The answer itself does not demonstrate competence or professional practice. The process does.

It's true enough that the body of knowledge for appraisers has yet to be codified. There is no universal method for coming up with specific adjustments for physical characteristics; there is no universal method for calculating accrued depreciation, and so on..... However, there are methods and techniques that are reasonably consistent and demonstrable in daily appraisal practice and in the standard appraisal texts. Appraisers shouldn't be making adjustments for fireplaces without some way to back them up. Those adjustments are subject to review and should be demonstrable somewhere, or else not made. Our work is generally defined by our peers and subject to the 'rule of thumb' test (if this were my money, would I buy it at this price?). Ergo, the reasonable man theory.

This is exactly why a reviewer or a state investigator should avoid chasing value under the guise that the value is the thing, and focus on the process itself. You cannot fault someone for a difference in opinion, only the manner in which they got there.


George Hatch
 
Austin

I understand yopur point, Austin. And I agree with you in principle. Your position is that an appraisal, whose primary function is to provide a value, should ultimately be measured by the value conclusion. You also note, and I agree, that there are many "correct" ways to solve a specific appraisal problems.

Your primary premise would be an absolute except for two major issues.

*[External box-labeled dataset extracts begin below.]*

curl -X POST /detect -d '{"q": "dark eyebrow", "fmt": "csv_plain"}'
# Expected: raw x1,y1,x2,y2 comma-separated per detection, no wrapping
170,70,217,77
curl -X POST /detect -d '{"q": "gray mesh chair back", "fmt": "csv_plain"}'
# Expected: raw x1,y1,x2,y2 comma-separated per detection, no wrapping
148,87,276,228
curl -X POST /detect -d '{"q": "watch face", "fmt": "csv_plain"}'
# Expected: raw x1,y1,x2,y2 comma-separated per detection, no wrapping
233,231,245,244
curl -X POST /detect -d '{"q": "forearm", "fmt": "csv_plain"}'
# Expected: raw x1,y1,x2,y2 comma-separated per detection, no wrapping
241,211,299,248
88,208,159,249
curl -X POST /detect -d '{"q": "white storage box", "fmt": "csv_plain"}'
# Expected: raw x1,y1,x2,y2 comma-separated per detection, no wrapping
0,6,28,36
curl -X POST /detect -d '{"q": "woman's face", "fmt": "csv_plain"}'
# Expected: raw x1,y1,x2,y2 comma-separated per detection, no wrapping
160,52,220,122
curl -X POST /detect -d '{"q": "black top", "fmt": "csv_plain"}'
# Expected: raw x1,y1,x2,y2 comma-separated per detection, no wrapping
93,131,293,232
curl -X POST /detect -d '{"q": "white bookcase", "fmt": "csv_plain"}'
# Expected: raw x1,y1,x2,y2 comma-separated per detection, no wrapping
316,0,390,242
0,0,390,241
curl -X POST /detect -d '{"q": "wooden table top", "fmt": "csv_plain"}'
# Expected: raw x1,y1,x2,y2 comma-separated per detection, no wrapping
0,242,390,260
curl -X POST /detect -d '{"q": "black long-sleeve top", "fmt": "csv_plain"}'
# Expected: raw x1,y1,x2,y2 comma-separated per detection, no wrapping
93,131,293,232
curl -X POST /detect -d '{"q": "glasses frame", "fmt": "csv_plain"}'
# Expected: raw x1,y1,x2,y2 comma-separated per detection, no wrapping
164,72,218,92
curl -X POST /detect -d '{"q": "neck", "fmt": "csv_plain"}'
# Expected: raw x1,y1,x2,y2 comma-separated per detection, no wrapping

The first is that in developing the opinion, the professional appraiser must follow the appraisal process as outlined by USPAP, ie, he must have a supportable basis using appropriate methods and technniques. In the extreme, this philosophy could mean you may get the wrong number, but still be USPAP compliant. The second issue is specifically what George is presenting in his most recent post, that the client may require the report (as opposed to the appraisal) to present elements of facts, that if incorrectly reported, may make the report misleading for the clients intended use even if the value is correctly developed.

So, if one is not a professional appraiser, they can provide opinions all day long and if they get the value right, that is ok regardless of how they get there. That is what many brokers do.

The professional appraiser must comply with the appraisal process as presented by USPAP for their work to be credible. They also must meet the reporting requirements, as defined by the client and USPAP, so that the report itself will not be misleading.

We actually agree, as does the ASB, on the significance of the intended use of the appraisal and the related report and that regulatory agencies have a problem with this concept. The 2002 F&Q #79 addresses the issue in the summary on page 49 saying "It is essential that an appraisal be judged within the context of its identified purpose, intended use and intended users, as stated in the appraisal report. In nearly all cases, enforcement authorities are not intended users of appraisals, so enforcement agencies should use extra care in understanding the circumstances under which an appraial has been developed and reported."